La cooperazione con l’Africa

Poi, dopo aver ricordato l’impegno dell’Italia per una cooperazione tra pari con l’Africa, “rifiutando approcci paternalistici e da predatori”, la premier torna a parlare della sicurezza energetica dei Paesi africani e del Mediterraneo e afferma che “stiamo lavorando per diventare un hub strategico per l’energia pulita, sviluppando le infrastrutture e la capacità di generazione necessarie nella nostra patria e nel Mediterraneo”. Un messaggio quanto meno curioso perché pur non nominando mai la parola “gas”, il grande hub annunciato finora da Meloni era proprio quello relativo al gnl (gas naturale liquefatto) che ora nella sua narrazione diventa “delle energie pulite”.

Infine, prima di lasciare il palco agli altri capi di Stato, la premier ha ricordato che il clima sarà al centro delle priorità della presidenza italiana del G7 nel 2024.

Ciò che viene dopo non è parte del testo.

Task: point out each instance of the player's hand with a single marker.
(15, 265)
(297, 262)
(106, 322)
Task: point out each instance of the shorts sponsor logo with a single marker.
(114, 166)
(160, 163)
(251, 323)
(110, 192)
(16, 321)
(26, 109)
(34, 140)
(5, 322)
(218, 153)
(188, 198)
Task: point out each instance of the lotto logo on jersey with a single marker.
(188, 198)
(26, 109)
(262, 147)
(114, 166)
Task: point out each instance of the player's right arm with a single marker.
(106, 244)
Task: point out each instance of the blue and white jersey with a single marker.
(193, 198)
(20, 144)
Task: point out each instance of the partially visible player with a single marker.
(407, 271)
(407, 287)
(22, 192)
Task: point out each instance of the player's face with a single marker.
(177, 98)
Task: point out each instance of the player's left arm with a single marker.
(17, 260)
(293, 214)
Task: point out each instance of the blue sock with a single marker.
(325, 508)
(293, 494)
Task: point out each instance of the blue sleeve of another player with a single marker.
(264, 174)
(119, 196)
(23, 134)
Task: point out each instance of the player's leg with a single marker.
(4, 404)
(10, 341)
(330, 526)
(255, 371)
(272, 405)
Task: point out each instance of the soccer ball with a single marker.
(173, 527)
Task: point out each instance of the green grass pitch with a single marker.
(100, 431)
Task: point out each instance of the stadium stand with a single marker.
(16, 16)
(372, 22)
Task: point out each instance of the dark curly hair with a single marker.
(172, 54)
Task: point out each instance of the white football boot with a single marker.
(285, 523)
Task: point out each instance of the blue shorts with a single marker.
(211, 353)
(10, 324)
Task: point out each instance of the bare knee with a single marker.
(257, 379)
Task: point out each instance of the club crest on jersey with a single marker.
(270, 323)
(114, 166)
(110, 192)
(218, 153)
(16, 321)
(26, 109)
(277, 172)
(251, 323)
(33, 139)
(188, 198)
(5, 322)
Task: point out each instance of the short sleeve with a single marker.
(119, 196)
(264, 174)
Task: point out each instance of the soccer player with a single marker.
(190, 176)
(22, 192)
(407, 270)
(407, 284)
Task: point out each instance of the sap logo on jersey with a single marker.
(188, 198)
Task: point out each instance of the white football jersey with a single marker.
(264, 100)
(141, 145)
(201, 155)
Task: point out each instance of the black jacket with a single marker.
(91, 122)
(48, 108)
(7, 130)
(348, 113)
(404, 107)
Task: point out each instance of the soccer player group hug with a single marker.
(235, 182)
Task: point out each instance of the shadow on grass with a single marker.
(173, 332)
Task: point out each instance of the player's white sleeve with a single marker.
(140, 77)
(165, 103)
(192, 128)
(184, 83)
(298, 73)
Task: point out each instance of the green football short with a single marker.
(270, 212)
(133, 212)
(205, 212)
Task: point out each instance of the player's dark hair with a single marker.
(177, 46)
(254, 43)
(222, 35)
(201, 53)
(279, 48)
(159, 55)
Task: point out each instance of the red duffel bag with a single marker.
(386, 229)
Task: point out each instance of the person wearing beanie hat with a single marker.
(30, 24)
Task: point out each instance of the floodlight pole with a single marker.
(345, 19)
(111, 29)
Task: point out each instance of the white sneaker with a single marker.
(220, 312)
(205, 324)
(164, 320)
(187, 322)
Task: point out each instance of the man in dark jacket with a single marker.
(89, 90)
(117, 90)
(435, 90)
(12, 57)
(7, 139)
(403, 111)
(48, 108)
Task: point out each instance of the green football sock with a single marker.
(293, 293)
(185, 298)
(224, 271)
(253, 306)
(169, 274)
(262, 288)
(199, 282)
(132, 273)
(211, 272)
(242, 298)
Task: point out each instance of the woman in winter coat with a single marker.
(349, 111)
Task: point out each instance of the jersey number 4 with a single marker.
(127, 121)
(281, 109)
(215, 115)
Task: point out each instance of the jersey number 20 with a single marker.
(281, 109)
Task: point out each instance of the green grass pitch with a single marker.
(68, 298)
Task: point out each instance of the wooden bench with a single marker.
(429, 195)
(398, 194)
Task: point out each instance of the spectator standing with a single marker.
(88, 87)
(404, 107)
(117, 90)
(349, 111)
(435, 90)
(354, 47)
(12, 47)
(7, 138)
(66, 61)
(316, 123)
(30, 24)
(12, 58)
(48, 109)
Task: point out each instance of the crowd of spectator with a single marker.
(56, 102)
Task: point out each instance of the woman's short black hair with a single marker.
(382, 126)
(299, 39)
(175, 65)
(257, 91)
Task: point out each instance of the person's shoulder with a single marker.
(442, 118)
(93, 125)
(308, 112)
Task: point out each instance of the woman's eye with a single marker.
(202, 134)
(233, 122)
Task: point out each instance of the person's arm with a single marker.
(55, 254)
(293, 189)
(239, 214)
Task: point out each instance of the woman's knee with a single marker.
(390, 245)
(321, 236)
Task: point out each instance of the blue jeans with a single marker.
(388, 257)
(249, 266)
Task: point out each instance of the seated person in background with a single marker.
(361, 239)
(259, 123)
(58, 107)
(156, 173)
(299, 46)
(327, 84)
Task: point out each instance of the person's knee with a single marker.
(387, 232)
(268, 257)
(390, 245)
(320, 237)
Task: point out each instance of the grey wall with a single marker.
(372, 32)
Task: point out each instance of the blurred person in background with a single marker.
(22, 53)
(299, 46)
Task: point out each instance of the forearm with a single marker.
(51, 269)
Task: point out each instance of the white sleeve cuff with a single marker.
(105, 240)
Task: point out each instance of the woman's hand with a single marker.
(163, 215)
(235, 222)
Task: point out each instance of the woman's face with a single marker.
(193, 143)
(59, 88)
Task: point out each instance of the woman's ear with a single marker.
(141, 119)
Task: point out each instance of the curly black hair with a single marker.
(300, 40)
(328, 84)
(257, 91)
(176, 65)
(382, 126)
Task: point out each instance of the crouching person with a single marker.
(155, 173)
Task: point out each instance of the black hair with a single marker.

In un inizio di giornata caotico, fatto di infinite code all’entrata per gli oltre 80mila presenti alla Cop (è record secondo i dati Onu), per ora l’unico colpo positivo in termini di decarbonizzazione reale lo mettono a segno gli Stati Uniti: entreranno nell’Alleanza contro il carbone chiamata Powering Past Coal Alliance, impegnandosi a chiudere tutte le loro centrali elettriche a carbone e mettendo indirettamente pressione anche sul più grande bruciatore di carbone del mondo, la Cina.